Dr. Frank Burns is the son of Alvin and Jean Burns and the brother of Dwight. He grew up in church in Dallas, but he lives now with his family in Sarasota, Florida. Because he grew up in church, and as a Burns, he understood that he was not supposed to do the work he did only for his own profit. And so, along with his family, he began six years ago serving meals to the homeless in a park. One day he saw a man limping because of severely ulcerated foot, and he had a revelation at that moment: God, I’m not supposed to be serving food here. And so began the journey that led to his becoming known as the “Doc in the Park” and to his being honored by the Community Foundation there as one of its Unsung Heroes. He has started a nonprofit called Saline SOULution, based on the idea that Christians should infuse salt into the world and bring people the solution for their souls. He calls himself “a missionary that never got to the airport.” Nice.
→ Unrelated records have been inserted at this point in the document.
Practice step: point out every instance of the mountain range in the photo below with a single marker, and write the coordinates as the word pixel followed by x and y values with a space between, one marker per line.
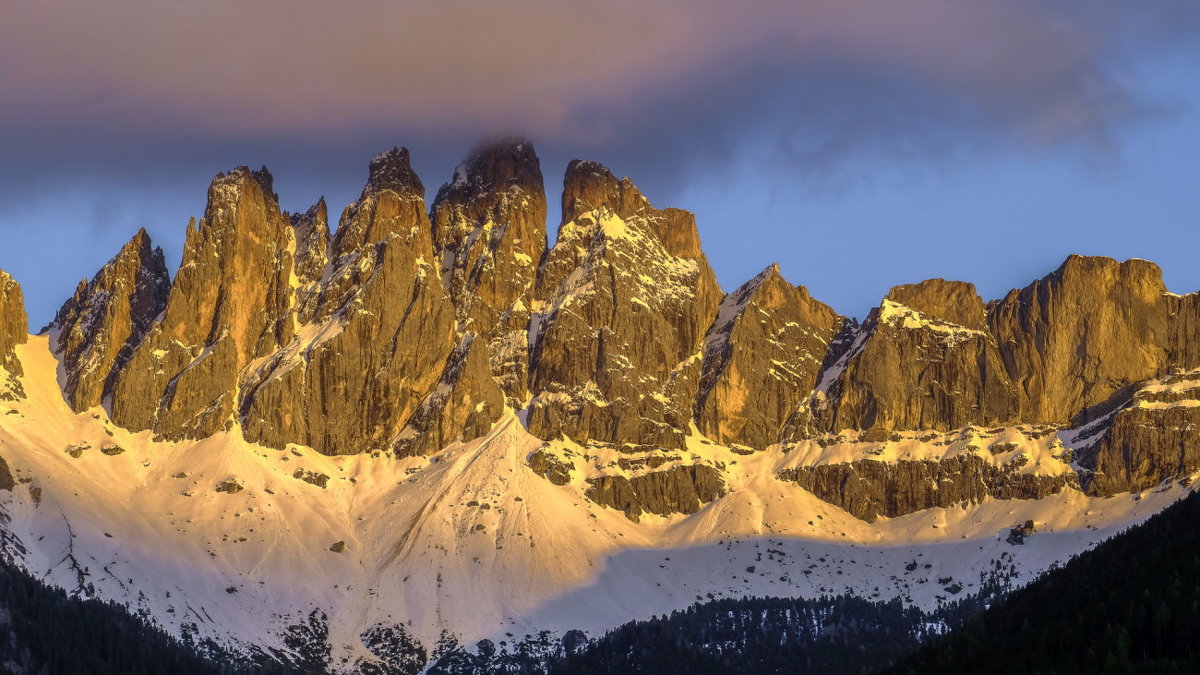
pixel 365 447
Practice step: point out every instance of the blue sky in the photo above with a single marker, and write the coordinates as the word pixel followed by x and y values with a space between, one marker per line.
pixel 859 147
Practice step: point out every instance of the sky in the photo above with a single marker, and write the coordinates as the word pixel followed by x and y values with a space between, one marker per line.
pixel 858 144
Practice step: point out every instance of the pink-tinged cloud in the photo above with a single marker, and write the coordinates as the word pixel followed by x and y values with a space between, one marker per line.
pixel 568 70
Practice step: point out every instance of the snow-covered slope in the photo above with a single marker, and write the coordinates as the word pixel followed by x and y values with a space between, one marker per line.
pixel 229 541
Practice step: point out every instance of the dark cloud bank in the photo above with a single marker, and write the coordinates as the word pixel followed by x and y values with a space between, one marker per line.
pixel 149 100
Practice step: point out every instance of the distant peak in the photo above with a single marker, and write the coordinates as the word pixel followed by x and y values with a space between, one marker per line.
pixel 498 163
pixel 391 169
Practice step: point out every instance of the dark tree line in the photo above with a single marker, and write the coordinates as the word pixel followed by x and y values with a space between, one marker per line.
pixel 45 631
pixel 1129 605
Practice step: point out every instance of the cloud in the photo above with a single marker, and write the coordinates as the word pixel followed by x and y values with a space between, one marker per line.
pixel 147 89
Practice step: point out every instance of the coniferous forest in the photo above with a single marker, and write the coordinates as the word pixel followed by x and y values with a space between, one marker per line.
pixel 1129 605
pixel 45 631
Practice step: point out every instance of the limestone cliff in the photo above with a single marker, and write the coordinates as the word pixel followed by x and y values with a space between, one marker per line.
pixel 97 329
pixel 761 360
pixel 923 359
pixel 624 300
pixel 228 305
pixel 489 236
pixel 13 330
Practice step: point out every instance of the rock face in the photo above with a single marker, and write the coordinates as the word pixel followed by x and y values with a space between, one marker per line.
pixel 407 330
pixel 1152 437
pixel 624 299
pixel 682 489
pixel 97 329
pixel 869 489
pixel 1079 335
pixel 923 359
pixel 228 305
pixel 311 233
pixel 376 363
pixel 762 357
pixel 490 236
pixel 13 330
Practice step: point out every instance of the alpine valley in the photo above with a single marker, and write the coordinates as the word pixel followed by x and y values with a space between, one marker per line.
pixel 427 436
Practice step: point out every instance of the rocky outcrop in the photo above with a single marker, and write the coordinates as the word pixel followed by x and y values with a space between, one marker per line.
pixel 624 299
pixel 1095 326
pixel 1155 436
pixel 930 364
pixel 490 234
pixel 762 357
pixel 376 362
pixel 13 330
pixel 6 479
pixel 311 233
pixel 681 489
pixel 228 305
pixel 868 489
pixel 551 467
pixel 463 405
pixel 96 330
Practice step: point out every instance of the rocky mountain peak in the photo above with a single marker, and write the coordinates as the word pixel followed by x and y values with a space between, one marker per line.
pixel 391 169
pixel 393 202
pixel 1083 333
pixel 615 299
pixel 954 302
pixel 1135 274
pixel 495 167
pixel 312 242
pixel 762 358
pixel 228 304
pixel 589 185
pixel 490 234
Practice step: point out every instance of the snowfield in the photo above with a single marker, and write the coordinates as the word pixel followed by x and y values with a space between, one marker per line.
pixel 472 542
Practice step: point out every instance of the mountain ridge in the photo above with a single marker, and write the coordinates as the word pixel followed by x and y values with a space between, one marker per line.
pixel 431 395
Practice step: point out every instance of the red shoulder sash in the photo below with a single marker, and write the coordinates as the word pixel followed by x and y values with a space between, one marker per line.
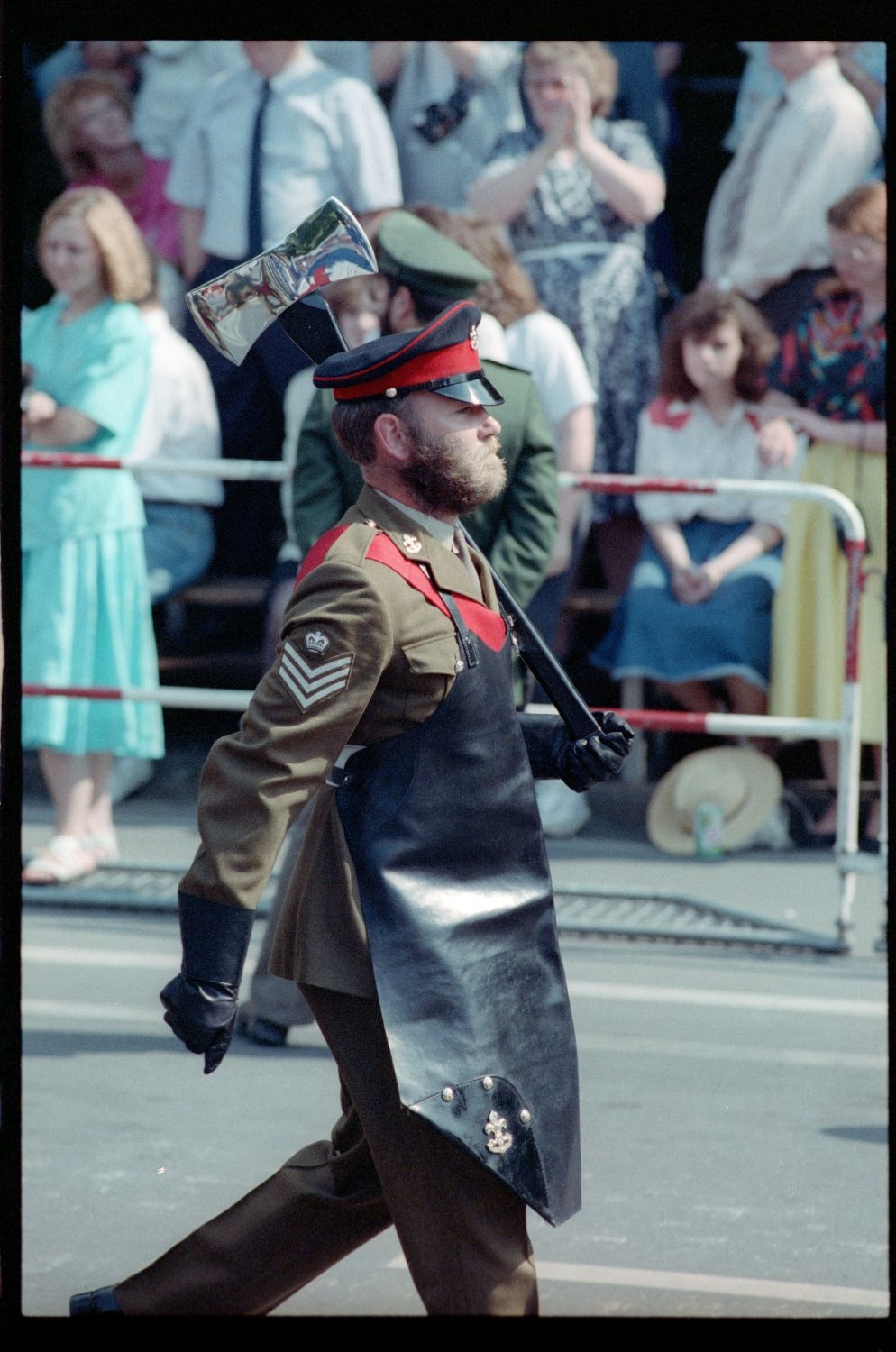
pixel 479 618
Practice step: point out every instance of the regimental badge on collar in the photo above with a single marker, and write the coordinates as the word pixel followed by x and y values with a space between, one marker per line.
pixel 500 1138
pixel 316 643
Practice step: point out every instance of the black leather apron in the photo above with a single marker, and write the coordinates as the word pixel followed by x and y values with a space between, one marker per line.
pixel 445 837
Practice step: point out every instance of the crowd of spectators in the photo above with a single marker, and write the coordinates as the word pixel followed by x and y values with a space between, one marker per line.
pixel 552 167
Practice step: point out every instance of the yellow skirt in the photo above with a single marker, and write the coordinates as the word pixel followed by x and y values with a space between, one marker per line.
pixel 809 618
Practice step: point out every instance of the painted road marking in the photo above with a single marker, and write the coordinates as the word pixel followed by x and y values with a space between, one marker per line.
pixel 590 1274
pixel 728 1000
pixel 730 1052
pixel 587 990
pixel 99 957
pixel 73 1009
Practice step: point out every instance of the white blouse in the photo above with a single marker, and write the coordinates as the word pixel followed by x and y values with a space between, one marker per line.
pixel 679 440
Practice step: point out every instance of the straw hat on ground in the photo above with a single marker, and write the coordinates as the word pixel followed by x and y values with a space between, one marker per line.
pixel 745 784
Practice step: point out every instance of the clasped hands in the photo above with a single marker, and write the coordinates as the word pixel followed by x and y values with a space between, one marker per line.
pixel 692 583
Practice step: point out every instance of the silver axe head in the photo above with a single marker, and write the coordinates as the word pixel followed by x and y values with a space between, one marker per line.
pixel 235 308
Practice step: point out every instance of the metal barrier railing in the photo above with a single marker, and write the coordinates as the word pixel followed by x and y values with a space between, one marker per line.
pixel 845 730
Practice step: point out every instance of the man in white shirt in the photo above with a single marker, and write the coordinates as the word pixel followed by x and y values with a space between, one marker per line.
pixel 180 422
pixel 766 230
pixel 324 134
This is the sensibility that follows the since of being raised with Christ.
Billy Collins is one of my favorite poets. He is the former poet laureate of the United States, and his poetry is full of life and humor, which sometimes bothers poetry critics, don’t you know?! He talks about the moment as a boy when he came to understand his calling. I remember reading a poem by Thom Gunn about Elvis Presley, and that was a real mindblower because I didn’t know you could write poems about Elvis Presley. I thought there was poetry—what you read in class—and then when you left class there was Elvis. I didn’t see them together until I read that poem.[3]
If you really understand what is at stake on Easter Sunday, you will see the mind-blowing connection between the resurrection of Jesus long ago that you read about now in the Bible, and your resurrected life today with the risen Christ. And when you make that connection, it will set you to seeking the things that are above … where your true life is found.


[1] Books and Culture (Sept/Oct.2007).
[2] Christian Century (July 24, 2007).
[3] Writer’s Almanac online (Mar. 22, 2008).